If $\sigma$ is an odd permutation, explain why $\sigma^2$ is even but $\sigma^{-1}$ is odd.

Question

If $\sigma$ is an odd permutation, why is $\sigma^2$ even and $\sigma^{-1}$ odd?

Edit: If $\sigma$ is even, then ${\rm sign}(\sigma)= 1$, and if $\sigma$ is odd, then ${\rm sign}(\sigma) = -1$. Based on this definition, would the answer be that $(-1)^2 = 1$ thus even, and $(-1)^{-1} = \frac{1}{-1} = -1$ thus odd?

Answer 1

I'm a little rusty at this stuff, but as I recall:

1.) Permutations may be represented by permutation matrices, which are $0$-$1$ matrices having exactly one $1$ in each row and column;

2.) $P$ is the matrix of an even permutation if and only if

$\det P = 1; \tag 1$

3.) $P$ is the matrix of and odd permutation if and only if

$\det P = -1; \tag 2$

4.) Composition of permutations corresponds to multiplication of their matrices; indeed, there exist isomorphisms

$\phi:S_n \to GL_n(\Bbb Z) \tag 3$

taking permutations to their corresponding matrices; $\phi(S_n)$ is a subgroup of $GL_n(\Bbb Z)$; such isomorphisms are not unique since a permutaton of an ordered $n$-tuple such as $(1, 2, \ldots, n)$ on which the action of $S_n$ is defined may give rise to different isomorphisms.

I believe these assertions are quite well known and may be found in many books on abstract algebra and/or group theory.
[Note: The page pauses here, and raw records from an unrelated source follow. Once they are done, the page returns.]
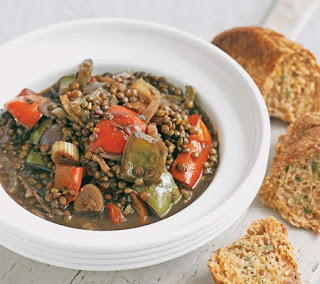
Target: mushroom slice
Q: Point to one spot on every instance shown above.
(89, 199)
(151, 95)
(65, 153)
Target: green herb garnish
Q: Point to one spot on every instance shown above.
(269, 247)
(307, 209)
(314, 166)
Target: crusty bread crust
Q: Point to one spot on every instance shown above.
(287, 74)
(276, 266)
(293, 186)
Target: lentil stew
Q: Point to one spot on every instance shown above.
(106, 152)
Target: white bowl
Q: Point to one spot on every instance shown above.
(225, 91)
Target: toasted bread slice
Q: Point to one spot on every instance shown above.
(293, 185)
(263, 255)
(286, 73)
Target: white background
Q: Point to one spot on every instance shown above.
(205, 17)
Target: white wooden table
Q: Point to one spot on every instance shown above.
(204, 17)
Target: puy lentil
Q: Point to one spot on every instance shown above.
(172, 123)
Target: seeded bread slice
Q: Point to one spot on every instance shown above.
(263, 255)
(286, 73)
(293, 185)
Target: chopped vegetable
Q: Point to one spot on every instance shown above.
(115, 213)
(143, 157)
(70, 177)
(65, 153)
(24, 108)
(51, 135)
(113, 133)
(190, 96)
(64, 84)
(102, 163)
(84, 72)
(37, 132)
(162, 195)
(314, 166)
(140, 207)
(199, 142)
(112, 157)
(27, 92)
(138, 106)
(65, 102)
(152, 96)
(59, 113)
(89, 199)
(35, 158)
(171, 99)
(152, 130)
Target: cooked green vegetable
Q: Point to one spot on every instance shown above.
(35, 158)
(64, 84)
(162, 195)
(190, 96)
(143, 157)
(36, 133)
(84, 73)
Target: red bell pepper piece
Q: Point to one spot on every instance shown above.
(200, 142)
(115, 213)
(24, 108)
(113, 134)
(93, 79)
(70, 177)
(26, 91)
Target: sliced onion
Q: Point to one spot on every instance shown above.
(112, 157)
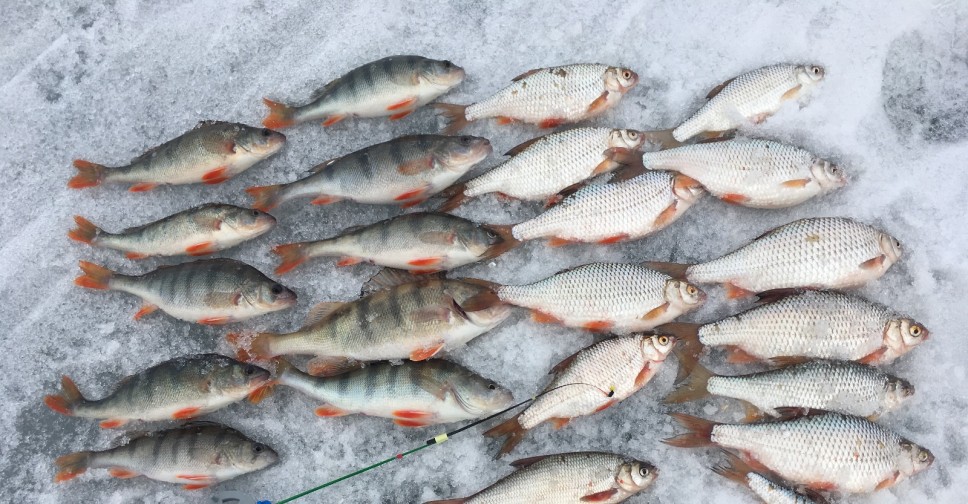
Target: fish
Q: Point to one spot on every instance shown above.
(826, 452)
(591, 380)
(209, 291)
(392, 87)
(752, 173)
(409, 318)
(606, 297)
(177, 389)
(412, 394)
(615, 211)
(211, 153)
(764, 484)
(548, 97)
(404, 171)
(197, 455)
(544, 166)
(423, 242)
(813, 253)
(751, 98)
(198, 231)
(567, 478)
(837, 386)
(807, 325)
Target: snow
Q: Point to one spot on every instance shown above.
(105, 81)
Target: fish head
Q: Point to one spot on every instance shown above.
(683, 295)
(620, 80)
(912, 458)
(249, 221)
(657, 347)
(463, 152)
(442, 73)
(686, 188)
(827, 174)
(891, 248)
(634, 475)
(896, 391)
(261, 142)
(626, 139)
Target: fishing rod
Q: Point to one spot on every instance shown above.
(436, 440)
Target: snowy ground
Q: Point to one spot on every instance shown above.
(104, 82)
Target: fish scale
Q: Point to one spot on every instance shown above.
(629, 209)
(823, 252)
(752, 96)
(623, 297)
(754, 173)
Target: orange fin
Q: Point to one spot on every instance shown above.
(425, 353)
(143, 187)
(280, 115)
(216, 176)
(403, 103)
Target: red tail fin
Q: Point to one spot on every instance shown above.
(700, 432)
(85, 232)
(266, 197)
(292, 255)
(456, 119)
(71, 465)
(280, 115)
(90, 175)
(68, 398)
(94, 277)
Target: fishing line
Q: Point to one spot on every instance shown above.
(438, 439)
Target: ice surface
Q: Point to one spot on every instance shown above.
(104, 82)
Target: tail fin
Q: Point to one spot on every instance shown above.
(512, 430)
(700, 432)
(69, 397)
(94, 277)
(266, 197)
(71, 465)
(455, 198)
(280, 115)
(694, 387)
(85, 232)
(456, 118)
(508, 241)
(90, 175)
(690, 349)
(291, 254)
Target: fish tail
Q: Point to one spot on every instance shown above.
(68, 398)
(290, 255)
(455, 197)
(71, 465)
(694, 388)
(94, 277)
(456, 118)
(700, 432)
(280, 115)
(508, 241)
(266, 197)
(85, 232)
(89, 175)
(511, 430)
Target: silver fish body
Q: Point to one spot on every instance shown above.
(568, 478)
(750, 97)
(615, 211)
(196, 455)
(211, 291)
(753, 173)
(620, 298)
(413, 394)
(197, 231)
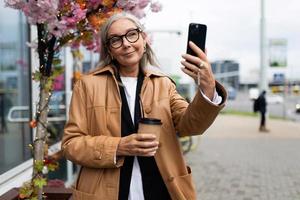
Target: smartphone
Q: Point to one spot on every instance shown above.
(197, 34)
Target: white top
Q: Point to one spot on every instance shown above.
(136, 185)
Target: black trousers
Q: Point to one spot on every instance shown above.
(262, 119)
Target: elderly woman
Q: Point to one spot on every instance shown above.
(101, 133)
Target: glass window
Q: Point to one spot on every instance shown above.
(15, 134)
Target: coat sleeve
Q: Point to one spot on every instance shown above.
(196, 117)
(78, 145)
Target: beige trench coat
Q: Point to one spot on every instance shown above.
(92, 133)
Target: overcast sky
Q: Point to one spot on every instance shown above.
(233, 28)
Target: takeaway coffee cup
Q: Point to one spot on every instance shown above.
(150, 125)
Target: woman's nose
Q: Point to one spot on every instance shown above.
(125, 42)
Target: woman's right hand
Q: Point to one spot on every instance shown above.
(138, 145)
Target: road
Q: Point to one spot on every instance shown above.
(283, 110)
(234, 161)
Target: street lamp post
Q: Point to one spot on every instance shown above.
(263, 82)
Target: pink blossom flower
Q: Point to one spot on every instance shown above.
(143, 3)
(78, 13)
(156, 7)
(32, 44)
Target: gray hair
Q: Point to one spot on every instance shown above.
(105, 59)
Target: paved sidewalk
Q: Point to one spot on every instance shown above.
(234, 161)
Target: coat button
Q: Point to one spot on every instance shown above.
(147, 110)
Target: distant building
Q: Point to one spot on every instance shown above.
(227, 72)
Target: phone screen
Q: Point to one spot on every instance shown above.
(197, 34)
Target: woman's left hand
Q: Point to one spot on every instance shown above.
(199, 68)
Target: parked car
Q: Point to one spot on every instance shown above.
(297, 107)
(231, 93)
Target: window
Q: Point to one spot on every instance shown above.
(15, 135)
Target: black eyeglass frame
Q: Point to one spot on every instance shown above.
(122, 36)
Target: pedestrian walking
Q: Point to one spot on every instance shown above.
(118, 162)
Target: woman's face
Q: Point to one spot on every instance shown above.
(127, 53)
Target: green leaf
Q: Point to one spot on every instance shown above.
(48, 85)
(39, 182)
(56, 61)
(25, 191)
(39, 165)
(52, 166)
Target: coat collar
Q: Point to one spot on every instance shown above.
(149, 71)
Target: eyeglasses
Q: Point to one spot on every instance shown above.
(131, 36)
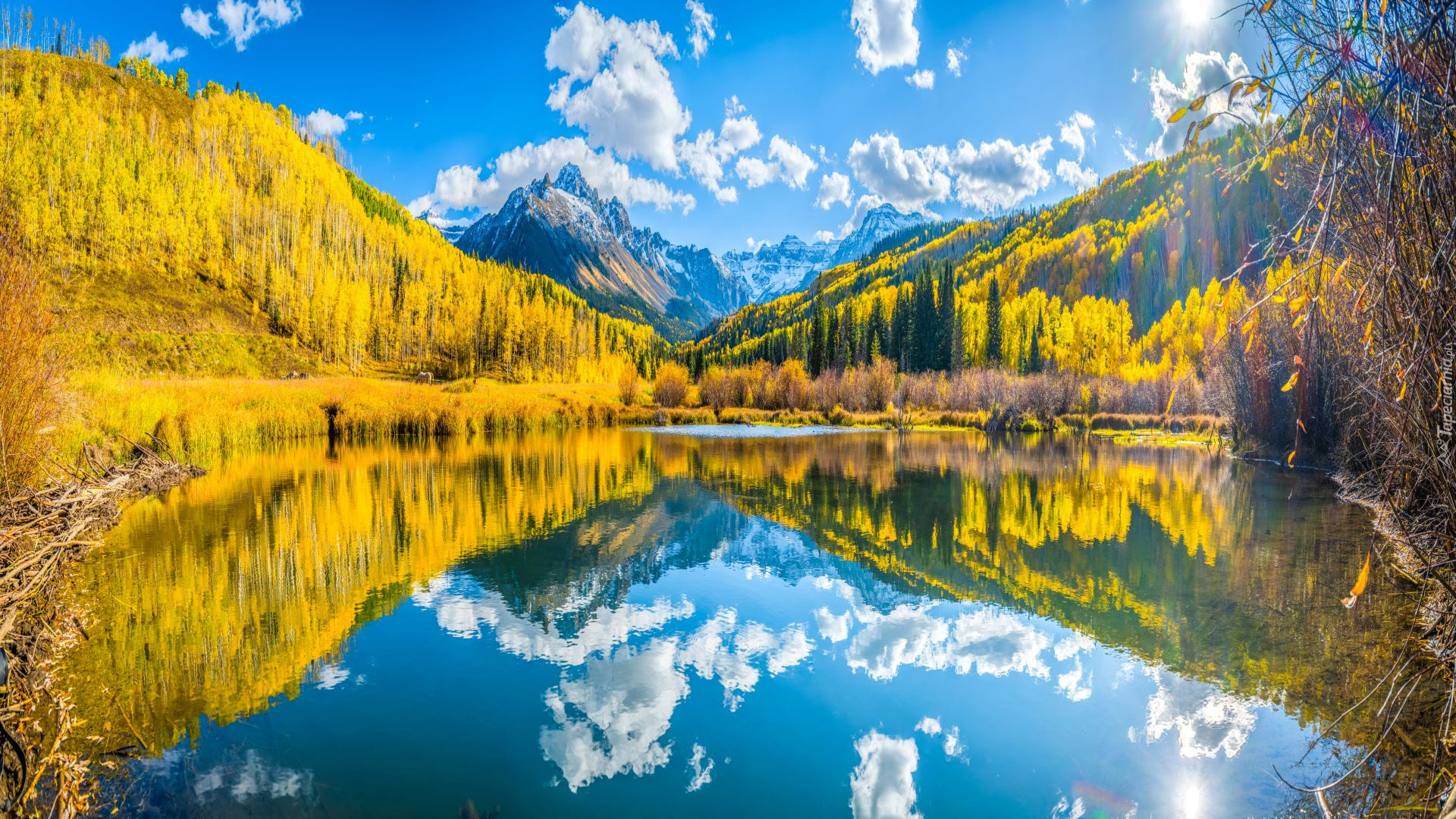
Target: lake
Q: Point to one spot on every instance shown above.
(660, 624)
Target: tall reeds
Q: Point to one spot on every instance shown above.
(28, 371)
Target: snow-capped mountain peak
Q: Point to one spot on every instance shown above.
(791, 265)
(564, 229)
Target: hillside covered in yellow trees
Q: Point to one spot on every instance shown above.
(197, 231)
(1134, 278)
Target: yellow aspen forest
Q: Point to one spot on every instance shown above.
(121, 169)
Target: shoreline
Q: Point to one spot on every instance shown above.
(82, 781)
(204, 420)
(44, 535)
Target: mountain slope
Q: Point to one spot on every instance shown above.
(791, 265)
(131, 186)
(1145, 237)
(564, 229)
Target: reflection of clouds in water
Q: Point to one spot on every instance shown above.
(883, 784)
(1207, 720)
(987, 642)
(462, 607)
(612, 719)
(329, 675)
(951, 742)
(1072, 646)
(1071, 684)
(832, 627)
(625, 706)
(1075, 809)
(702, 771)
(254, 777)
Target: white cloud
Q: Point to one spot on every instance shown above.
(999, 174)
(199, 20)
(786, 164)
(740, 130)
(324, 124)
(983, 642)
(1207, 720)
(625, 99)
(1075, 133)
(243, 20)
(1075, 175)
(833, 190)
(702, 774)
(952, 744)
(441, 222)
(887, 34)
(865, 205)
(908, 178)
(463, 187)
(708, 152)
(331, 675)
(699, 30)
(155, 50)
(628, 701)
(1203, 74)
(954, 57)
(922, 79)
(883, 784)
(255, 777)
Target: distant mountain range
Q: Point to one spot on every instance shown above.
(564, 229)
(791, 265)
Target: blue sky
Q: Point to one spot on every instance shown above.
(762, 120)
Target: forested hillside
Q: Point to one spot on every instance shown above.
(1122, 276)
(131, 187)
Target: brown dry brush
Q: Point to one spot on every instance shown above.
(42, 532)
(28, 369)
(1365, 93)
(49, 518)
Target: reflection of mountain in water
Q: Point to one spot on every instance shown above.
(235, 588)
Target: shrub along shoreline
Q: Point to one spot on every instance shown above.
(202, 420)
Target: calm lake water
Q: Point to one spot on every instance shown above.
(619, 623)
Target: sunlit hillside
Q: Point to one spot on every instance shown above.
(1117, 259)
(200, 232)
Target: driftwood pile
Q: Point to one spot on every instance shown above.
(41, 534)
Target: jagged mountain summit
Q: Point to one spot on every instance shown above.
(791, 265)
(566, 231)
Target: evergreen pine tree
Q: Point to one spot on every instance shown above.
(819, 338)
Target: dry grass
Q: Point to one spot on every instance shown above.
(27, 366)
(200, 420)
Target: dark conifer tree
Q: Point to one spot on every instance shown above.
(819, 338)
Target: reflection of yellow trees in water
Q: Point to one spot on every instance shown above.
(1207, 564)
(226, 594)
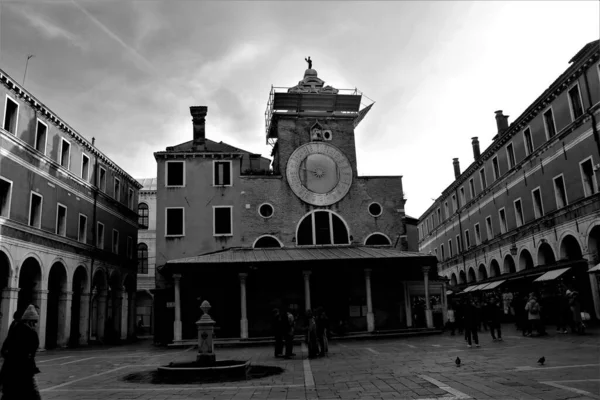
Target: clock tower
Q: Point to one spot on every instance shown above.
(311, 127)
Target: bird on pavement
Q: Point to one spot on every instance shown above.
(542, 360)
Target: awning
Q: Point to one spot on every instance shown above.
(492, 285)
(548, 276)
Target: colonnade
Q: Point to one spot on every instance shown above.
(177, 331)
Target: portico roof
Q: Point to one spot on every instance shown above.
(289, 254)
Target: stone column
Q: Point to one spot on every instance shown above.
(84, 319)
(306, 290)
(101, 315)
(131, 316)
(117, 305)
(370, 315)
(177, 323)
(64, 318)
(407, 306)
(10, 300)
(244, 318)
(594, 284)
(428, 313)
(124, 312)
(40, 299)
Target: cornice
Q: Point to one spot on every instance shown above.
(37, 105)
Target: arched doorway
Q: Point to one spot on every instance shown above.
(494, 268)
(56, 308)
(546, 255)
(570, 249)
(525, 260)
(471, 277)
(482, 272)
(509, 265)
(79, 307)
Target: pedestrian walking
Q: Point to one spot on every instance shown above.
(278, 327)
(18, 370)
(470, 323)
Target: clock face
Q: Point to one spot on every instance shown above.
(319, 173)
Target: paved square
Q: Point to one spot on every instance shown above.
(406, 368)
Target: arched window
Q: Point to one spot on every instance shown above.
(265, 242)
(377, 239)
(142, 258)
(321, 228)
(143, 215)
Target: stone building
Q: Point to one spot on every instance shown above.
(291, 236)
(68, 226)
(525, 214)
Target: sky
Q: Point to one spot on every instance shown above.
(126, 72)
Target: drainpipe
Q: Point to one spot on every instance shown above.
(94, 239)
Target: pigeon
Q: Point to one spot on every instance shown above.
(542, 360)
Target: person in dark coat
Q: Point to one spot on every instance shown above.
(470, 323)
(18, 370)
(278, 332)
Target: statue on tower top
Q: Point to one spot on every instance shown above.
(309, 61)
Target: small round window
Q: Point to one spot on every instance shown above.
(265, 210)
(375, 209)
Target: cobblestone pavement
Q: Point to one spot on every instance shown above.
(404, 368)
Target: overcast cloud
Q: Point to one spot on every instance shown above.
(126, 72)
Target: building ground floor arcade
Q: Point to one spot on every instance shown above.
(361, 289)
(57, 282)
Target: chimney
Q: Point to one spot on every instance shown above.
(456, 167)
(199, 123)
(476, 152)
(501, 122)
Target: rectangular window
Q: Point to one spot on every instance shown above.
(85, 167)
(100, 235)
(5, 197)
(61, 220)
(483, 180)
(472, 188)
(11, 115)
(575, 102)
(502, 216)
(175, 173)
(129, 247)
(41, 137)
(130, 196)
(102, 179)
(117, 189)
(496, 168)
(222, 173)
(65, 153)
(115, 241)
(519, 212)
(35, 210)
(510, 156)
(175, 222)
(588, 177)
(560, 192)
(528, 141)
(538, 206)
(488, 228)
(549, 124)
(222, 221)
(82, 235)
(477, 234)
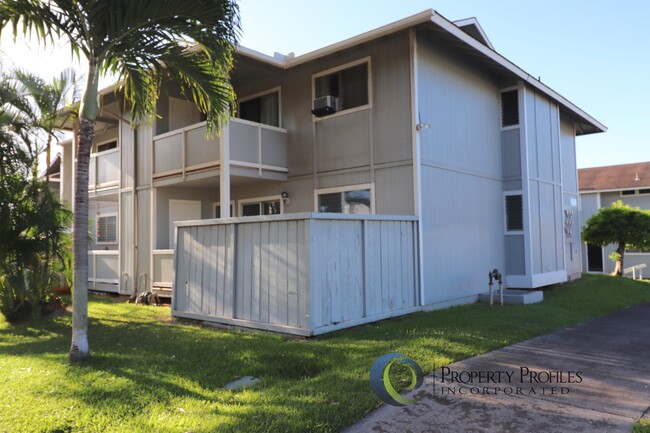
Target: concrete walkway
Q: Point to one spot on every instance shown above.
(611, 355)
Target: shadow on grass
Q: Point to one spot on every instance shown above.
(141, 365)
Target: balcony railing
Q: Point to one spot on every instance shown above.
(255, 146)
(104, 170)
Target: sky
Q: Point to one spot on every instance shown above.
(593, 52)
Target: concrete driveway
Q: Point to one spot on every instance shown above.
(593, 377)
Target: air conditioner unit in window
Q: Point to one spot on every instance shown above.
(325, 105)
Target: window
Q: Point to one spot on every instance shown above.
(349, 85)
(262, 109)
(345, 200)
(107, 229)
(514, 213)
(107, 146)
(270, 206)
(510, 108)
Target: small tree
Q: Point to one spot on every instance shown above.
(619, 224)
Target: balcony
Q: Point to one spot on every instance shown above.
(104, 170)
(251, 150)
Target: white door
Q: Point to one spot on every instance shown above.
(182, 210)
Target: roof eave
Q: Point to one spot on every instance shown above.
(589, 121)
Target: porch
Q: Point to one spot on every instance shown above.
(242, 149)
(304, 274)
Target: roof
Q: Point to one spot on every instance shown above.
(614, 177)
(467, 34)
(471, 37)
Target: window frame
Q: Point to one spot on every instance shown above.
(368, 60)
(505, 213)
(242, 202)
(277, 89)
(117, 228)
(346, 188)
(104, 152)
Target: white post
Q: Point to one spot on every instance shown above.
(224, 172)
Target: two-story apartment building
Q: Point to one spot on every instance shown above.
(448, 159)
(602, 186)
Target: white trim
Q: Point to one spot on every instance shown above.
(346, 188)
(416, 144)
(103, 252)
(172, 224)
(260, 200)
(117, 228)
(277, 89)
(298, 216)
(116, 139)
(426, 16)
(218, 203)
(361, 61)
(518, 72)
(473, 21)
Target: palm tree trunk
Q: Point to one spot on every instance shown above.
(618, 269)
(79, 347)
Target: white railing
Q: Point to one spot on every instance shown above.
(103, 270)
(636, 271)
(104, 170)
(252, 145)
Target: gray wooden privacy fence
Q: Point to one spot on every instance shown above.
(303, 274)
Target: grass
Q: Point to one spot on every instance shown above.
(643, 426)
(149, 374)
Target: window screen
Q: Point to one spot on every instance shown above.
(107, 146)
(261, 208)
(514, 213)
(509, 108)
(265, 109)
(354, 202)
(107, 229)
(350, 85)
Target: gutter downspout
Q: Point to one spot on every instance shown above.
(415, 140)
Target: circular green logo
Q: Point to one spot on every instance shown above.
(380, 378)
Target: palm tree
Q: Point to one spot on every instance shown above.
(48, 100)
(144, 43)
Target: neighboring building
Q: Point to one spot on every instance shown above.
(454, 160)
(602, 186)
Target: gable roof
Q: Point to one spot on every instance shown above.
(467, 34)
(469, 38)
(474, 29)
(614, 177)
We denote the identity permutation, which fixes everything, by $P_{Id}$.

If we accept the above, and if $\sigma$ is an odd permutation, then a matrix $P_\sigma$ representing $\sigma$ satisfies

$\det P_\sigma = -1; \tag 4$

thus

$\det P_{\sigma^2} = (\det P_\sigma)^2 = (-1)^2 = 1, \tag 5$

so $\sigma^2$ is even; also

$(\det P_\sigma)(\det P_{\sigma^{-1}}) = \det(P_\sigma P_{\sigma^{-1}})$ $= \det P_{\sigma \sigma^{-1}} = \det P_{Id} = \det I = 1, \tag 6$

and with odd $\sigma$,

$\det P_\sigma = -1; \tag 7$

this yields

$\det P_{\sigma^{-1}} = -1, \tag 8$

so $\sigma^{-1}$ is also odd.

Perhaps not the most elegant or rigorous explanation, but it may be adequate for the present purposes.

Answer 2

Since $\sigma$ is an odd permutation, in particular, it can be written as a product of an odd number of transpositions. (This is an equivalent way to define an odd permutation. Why?) Thus $\sigma^2$ can be written as a product of an even number of transpositions, so $\sigma^2$ is an even permutation. (Why?) The reason why $\sigma^{-1}$ is odd is that the inverse of a transposition is itself.

Answer 3

The map sign that assigns to every permutation its signature is a group homomorphism from the symmetric group to the multiplicative group $\{−1, 1\}$: $$ \text{sign}: S_n \to \{−1, 1\}. $$ By definition, a permutation is even if its signature is $1$ and a permutation is is odd if its signature is $-1$. Therefore, if $\sigma$ is an odd permutation, $$ \text{sign}(\sigma^2) = \text{sign}(\sigma)^2 = (-1)^2 = 1 \quad\text{and}\quad \text{sign}(\sigma^{-1}) = \text{sign}(\sigma)^{-1} = (-1)^{-1} = -1 $$ Thus $\sigma^2$ is even and $\sigma^{-1}$ is odd.